For AC transmission lines, the fault characteristics are affected by fault time. Considering different fault times, various asymmetric fault scenarios are simulated to test the performance of the proposed method. The test results are shown in Table 4. From the results in Table 4, it can be seen that when faults occur at different times, the proposed method is not affected by the time of fault occurrence and can reliably distinguish between internal and external faults.

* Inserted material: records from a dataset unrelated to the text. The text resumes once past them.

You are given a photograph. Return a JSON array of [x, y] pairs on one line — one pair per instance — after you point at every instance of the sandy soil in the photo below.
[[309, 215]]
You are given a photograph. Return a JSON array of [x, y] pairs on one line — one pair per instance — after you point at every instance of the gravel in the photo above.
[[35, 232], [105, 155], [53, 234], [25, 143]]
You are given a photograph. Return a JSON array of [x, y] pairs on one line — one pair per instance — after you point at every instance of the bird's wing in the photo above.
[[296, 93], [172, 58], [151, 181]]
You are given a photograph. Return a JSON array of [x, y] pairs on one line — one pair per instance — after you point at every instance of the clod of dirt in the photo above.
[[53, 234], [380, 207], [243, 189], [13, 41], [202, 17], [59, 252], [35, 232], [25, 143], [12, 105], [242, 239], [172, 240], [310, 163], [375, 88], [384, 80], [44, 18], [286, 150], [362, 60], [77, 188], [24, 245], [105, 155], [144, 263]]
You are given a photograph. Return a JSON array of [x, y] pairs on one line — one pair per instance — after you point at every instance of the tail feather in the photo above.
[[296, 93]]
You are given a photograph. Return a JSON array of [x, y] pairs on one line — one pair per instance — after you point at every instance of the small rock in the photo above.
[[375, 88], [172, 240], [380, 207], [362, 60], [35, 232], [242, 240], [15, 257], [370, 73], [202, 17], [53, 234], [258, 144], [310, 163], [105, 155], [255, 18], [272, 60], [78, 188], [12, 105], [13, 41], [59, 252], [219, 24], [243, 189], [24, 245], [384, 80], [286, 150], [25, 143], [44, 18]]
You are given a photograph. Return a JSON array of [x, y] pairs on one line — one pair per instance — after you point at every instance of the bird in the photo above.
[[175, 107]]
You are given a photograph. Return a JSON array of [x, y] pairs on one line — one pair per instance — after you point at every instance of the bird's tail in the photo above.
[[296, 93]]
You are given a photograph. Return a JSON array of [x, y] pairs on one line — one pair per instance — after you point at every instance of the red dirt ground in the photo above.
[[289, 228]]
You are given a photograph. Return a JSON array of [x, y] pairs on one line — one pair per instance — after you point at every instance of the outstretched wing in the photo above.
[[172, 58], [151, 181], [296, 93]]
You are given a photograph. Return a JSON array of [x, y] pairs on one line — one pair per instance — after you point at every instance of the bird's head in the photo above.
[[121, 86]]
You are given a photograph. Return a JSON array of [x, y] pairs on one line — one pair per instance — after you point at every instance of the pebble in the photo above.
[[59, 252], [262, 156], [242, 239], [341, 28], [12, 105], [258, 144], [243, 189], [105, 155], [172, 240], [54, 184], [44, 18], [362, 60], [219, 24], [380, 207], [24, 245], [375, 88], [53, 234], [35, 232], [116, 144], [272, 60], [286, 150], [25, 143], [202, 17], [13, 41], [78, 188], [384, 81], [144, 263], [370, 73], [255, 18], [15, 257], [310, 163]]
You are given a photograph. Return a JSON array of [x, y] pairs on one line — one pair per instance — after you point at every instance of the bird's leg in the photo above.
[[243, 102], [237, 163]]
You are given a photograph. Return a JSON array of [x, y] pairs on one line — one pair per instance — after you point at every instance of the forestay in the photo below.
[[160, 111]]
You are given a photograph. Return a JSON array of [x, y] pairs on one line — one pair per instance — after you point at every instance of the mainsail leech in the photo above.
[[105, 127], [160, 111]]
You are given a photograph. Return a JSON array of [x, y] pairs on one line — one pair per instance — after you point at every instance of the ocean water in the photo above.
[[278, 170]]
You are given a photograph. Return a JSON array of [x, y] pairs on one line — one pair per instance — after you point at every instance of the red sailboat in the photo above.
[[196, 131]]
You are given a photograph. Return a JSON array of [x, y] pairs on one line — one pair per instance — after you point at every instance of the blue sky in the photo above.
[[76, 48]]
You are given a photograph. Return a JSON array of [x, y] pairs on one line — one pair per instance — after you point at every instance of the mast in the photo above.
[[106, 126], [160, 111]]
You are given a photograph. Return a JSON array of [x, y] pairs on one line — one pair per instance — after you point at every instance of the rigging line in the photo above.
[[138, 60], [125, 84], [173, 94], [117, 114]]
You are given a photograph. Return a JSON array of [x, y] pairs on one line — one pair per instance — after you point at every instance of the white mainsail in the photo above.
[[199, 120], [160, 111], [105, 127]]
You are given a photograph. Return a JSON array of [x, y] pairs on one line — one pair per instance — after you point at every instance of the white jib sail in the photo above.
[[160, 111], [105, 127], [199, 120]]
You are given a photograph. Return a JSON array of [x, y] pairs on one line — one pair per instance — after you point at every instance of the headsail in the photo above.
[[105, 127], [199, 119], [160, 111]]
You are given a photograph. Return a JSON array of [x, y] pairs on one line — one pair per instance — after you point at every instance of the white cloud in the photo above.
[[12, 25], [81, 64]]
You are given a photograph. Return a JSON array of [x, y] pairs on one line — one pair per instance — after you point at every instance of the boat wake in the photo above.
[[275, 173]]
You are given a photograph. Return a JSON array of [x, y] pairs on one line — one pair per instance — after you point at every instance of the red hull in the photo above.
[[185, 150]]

Table 4. The test results considering different fault times.

Fault Types	Fault Distance (km)	Fault Time (s)	K2	Result
AG	125	3.005	2.82	I.F.
		3.010	2.56	I.F.
		3.015	2.80	I.F.
	225	3.005	0.58	E.F.
		3.010	0.51	E.F.
		3.015	0.58	E.F.

5. Conclusions

Large-scale new energy power supply systems are connected to the power grid, and due to the response of the control of the new energy power supply itself to the fault, the characteristics of the change in each electrical quantity after the fault of the line appear new, and the performance of traditional AC line protection is affected. In this paper, a distance protection method for the transmission line connected to wind power plant is proposed. The proposed method is based on the negative sequence compensated voltage on both sides of the line and distinguishes internal and external faults by the amplitude of the ratio of the negative sequence compensated voltage at both ends of the line. Simulation results show that the proposed method is not affected by the time of fault occurrence and has strong anti-transition resistance ability. The proposed method can be used as a reliable backup protection.